Detroit Lions: Bye Week Priorities


They only get one bye a season, so they’d better make good use of it. I think the Lions were selected for the best week off this year: week nine. In the past decade, the Lions haven’t had a bye week beyond week seven except for in 2006 when they were off in week eight. Week nine is perfect for these guys because it’s exactly midway; they don’t have to stretch any part of their season extra long until they reach the post-season.  Teams that took their byes back in week five or so will start to wear down in weeks 13, 14, etc. Hopefully, this break at the half is beneficial to the Lions come December when everyone’s running on tired legs and scraping for wins.

This week must not go to waste, and there’s a few things they should look at to make sure the second half of the season is as or more successful than their first.

Personnel: Detroit has the unfamiliar problem of having too many players that can produce, particularly on the defensive side. With the addition of safety Chris Harris, the Lions’ coaching staff will have to decide what pieces will make the best secondary. It seems likely that with Harris’s skill set, he would take over the strong safety spot for Amari Spievey, but that could be a difficult move to make. Spievey has had a solid season thus far and is a far cry from his first couple seasons in Detroit as a runningback-converted-safety. However, though his three interceptions look good on paper, most were a product of quarterbacks overthrowing their receivers while Spievey was sitting back in the zone. Harris is much more experienced and will be anxious to prove himself against his former team, the Chicago Bears.

Resting the injuries: This is pretty cut and dry; every team looks forward to the break not only to catch their breath, but to rest up some nagging ailments. Some of the less serious injuries that appeared on the Lions’ Week Eight Injury Report included Rob Sims (illness), Gosder Cherilus (knee), and Chris Houston (back). These are all injuries that should clear up on their own just with some rest. In the case of Matthew Stafford (ankle), the break couldn’t have come at a better time. Yes, he looked good and played phenomenally Sunday against the Broncos, but resting a for a portion of this week should take him off the week ten report completely. In the cases of Rashied Davis and Nick Fairley, another week only helps. Perhaps this will be the point in the season where Fairley is able to heal up enough to play out the rest of the season, although that’s not likely. Jahvid Best’s concussion has no timetable, but at least he won’t be missing a game this week and has a chance to come back in the next few.

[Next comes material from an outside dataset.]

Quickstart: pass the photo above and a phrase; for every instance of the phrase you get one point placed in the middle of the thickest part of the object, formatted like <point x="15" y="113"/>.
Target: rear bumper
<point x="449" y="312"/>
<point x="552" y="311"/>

Second half preparation and scouting: The majority of these Lions are new to the idea that there’s something to play for even in the month of November. How are they going to handle the increased pressure and demand of the second half of the season? Detroit is 4-0 on the road this season, but as the year progresses, playing away from Ford Field will get exponentially more difficult, especially at fields where weather is a factor (Lambeau). Their locker room leaders and coaches will be invaluable to their run after the bye.

Speaking of Lambeau, Detroit is well aware that they have to face the best team in the league twice in the second half. The Green Bay Packers are the only NFC North team the Lions haven’t seen so far this season, and you can bet that their scouts are paying close attention to them for when they meet on Turkey Day. If they want a win against the Packers, Thanksgiving at Ford Field is a much safer bet than waiting until their last game at Lambeau Field.